Freitag, 1. Mai 2015

Mit Dean Martin das Vergessen vergessen

Melanie Keim 27.4.2015
Einmal im Monat tanzen Demenzbetroffene, Angehörige und Tanzfreudige in Oerlikon zu Musik von früher. Trotz der therapeutischen Wirkung des Tanzens ist Musikmamsells Tanzcafé kein Therapie-, sondern ein Ausgeh-Angebot.
AA Zwei Schritte nach links, zwei nach rechts, vier nach links und dann zur anderen Seite. Die Schritte des älteren Herrn sind winzig, aber äusserst präzis. Ruhig und bestimmt führt er seine Tanzpartnerin dem Takt von «Wenn der weisse Flieder wieder blüht» folgend übers Parkett des Restaurants Binzgarten. Eben klagte er noch über Fussschmerzen, nun tanzt er seinen Foxtrott, eine Abwandlung des Originalschritts. Er habe mit seiner Frau auch Tango, Rumba, Cha-Cha-Cha und wie all die Schritte hiessen, getanzt, sagt der Mann, der sich später an einem Klubtischchen als Heinz vorstellt. Ausser dem Foxtrott habe er alle Schritte vergessen, fügt er hinzu, während er das Geschehen auf der Tanzfläche beobachtet. Nicht weil er an Demenz leide, sondern weil er so lange nicht mehr getanzt habe.

Twist auf Kniehöhe 

Der Hinweis auf die Demenz rührt vom speziellen Anlass her. Immer am zweiten Dienstag des Monats lädt die ehemalige Radiomoderatorin Verena Speck im Restaurant Binzgarten beim Bahnhof Oerlikon zum Tanzcafé für Demenzbetroffene, Familien und Freunde ein. Im Saal des Lokals, das eine merkwürdig charmante Mischung aus aufgepeppter Landbeiz und überdimensioniertem Kebab-Take-away ist, kündet die einstige «Musikwelle»-Stimme jeweils um 14 Uhr 30 den ersten Klassiker von früher an. Einige Tanzfreudige treffen an diesem Dienstag schon eine halbe Stunde vorher ein. Von diesen Stammgästen leiden die wenigsten an einer Demenz, aber einige an der Einsamkeit im Alter oder der Schwierigkeit, andere Senioren für Unternehmungen zu motivieren.
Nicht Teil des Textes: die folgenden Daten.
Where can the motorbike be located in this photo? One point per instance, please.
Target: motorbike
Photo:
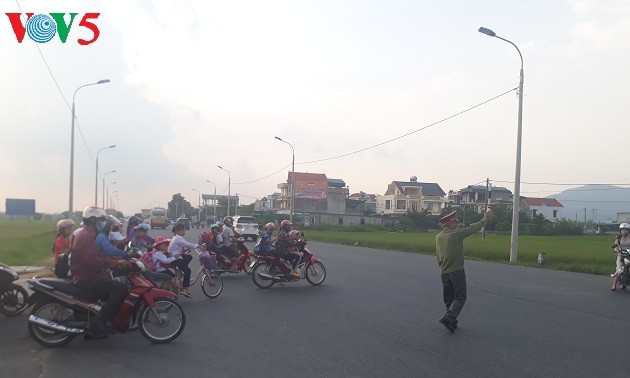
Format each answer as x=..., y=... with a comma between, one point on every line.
x=623, y=274
x=13, y=297
x=61, y=310
x=310, y=268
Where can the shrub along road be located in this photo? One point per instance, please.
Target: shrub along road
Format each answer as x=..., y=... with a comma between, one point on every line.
x=375, y=315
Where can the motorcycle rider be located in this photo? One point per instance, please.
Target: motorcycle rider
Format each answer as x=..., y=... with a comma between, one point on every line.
x=230, y=239
x=622, y=241
x=285, y=245
x=87, y=264
x=62, y=240
x=175, y=249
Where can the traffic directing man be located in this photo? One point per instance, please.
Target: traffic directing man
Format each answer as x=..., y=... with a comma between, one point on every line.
x=449, y=248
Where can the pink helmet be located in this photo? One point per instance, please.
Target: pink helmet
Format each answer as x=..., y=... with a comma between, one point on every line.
x=294, y=235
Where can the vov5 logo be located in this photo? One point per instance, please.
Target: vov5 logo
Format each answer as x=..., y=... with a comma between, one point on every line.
x=42, y=28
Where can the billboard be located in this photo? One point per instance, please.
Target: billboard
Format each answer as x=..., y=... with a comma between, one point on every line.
x=311, y=189
x=16, y=206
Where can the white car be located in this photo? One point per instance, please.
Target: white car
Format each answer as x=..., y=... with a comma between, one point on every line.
x=246, y=226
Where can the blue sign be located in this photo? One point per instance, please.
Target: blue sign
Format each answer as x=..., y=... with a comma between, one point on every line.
x=16, y=206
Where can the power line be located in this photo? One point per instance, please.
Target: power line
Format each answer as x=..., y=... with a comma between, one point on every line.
x=56, y=84
x=411, y=132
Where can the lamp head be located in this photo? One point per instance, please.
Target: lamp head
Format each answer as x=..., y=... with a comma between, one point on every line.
x=487, y=31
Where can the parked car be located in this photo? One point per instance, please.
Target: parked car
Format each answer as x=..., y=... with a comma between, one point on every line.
x=185, y=222
x=246, y=226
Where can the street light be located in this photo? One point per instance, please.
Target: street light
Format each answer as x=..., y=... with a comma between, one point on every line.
x=229, y=184
x=198, y=204
x=517, y=175
x=96, y=178
x=104, y=184
x=215, y=199
x=292, y=177
x=72, y=145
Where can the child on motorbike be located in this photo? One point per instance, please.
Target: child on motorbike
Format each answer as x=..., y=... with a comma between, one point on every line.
x=622, y=241
x=62, y=240
x=285, y=245
x=176, y=249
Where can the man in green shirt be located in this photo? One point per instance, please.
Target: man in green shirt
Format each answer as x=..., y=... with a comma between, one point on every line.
x=449, y=249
«Ich bin hier, weil ich traurig bin», sagt eine Dame mit süddeutschem Akzent. Hier fühle sie sich im Gegensatz zu anderen Seniorenanlässen auch ohne Begleitung gut aufgehoben. Von Traurigkeit ist bei der lebhaften Pensionärin, die so gerne Elvis hört, an diesem Nachmittag nichts zu spüren. Sie witzelt, dass man mit Heinz nicht tanzen dürfe, wenn seine Freundin da sei, und nach den ersten Takten von «Ramona» wiegt sie sich mit diesem auf der Tanzfläche. Beim zweiten Lied, «Everybody Loves Somebody» von Dean Martin, bewegen sich schon mehrere Paare auf der Tanzfläche. Anlaufschwierigkeiten wie in angesagten Nachtklubs, wo erst um 2 Uhr morgens etwas gelöstere Stimmung herrscht, gibt es hier nicht. Vergebens sucht man auch nach steifen Paaren, die mit höchster Konzentration eine schwierige Figur absolvieren und darüber die Freude am Tanzen vergessen. Stattdessen sieht man Frauen mit Frauen tanzen, eine Dreiergruppe, die zu einem Schlager ausgelassen die Hüften schwenkt, und hier und dort gar einen Knöchel, der bei «Let's Twist Again» auf Kniehöhe spickt.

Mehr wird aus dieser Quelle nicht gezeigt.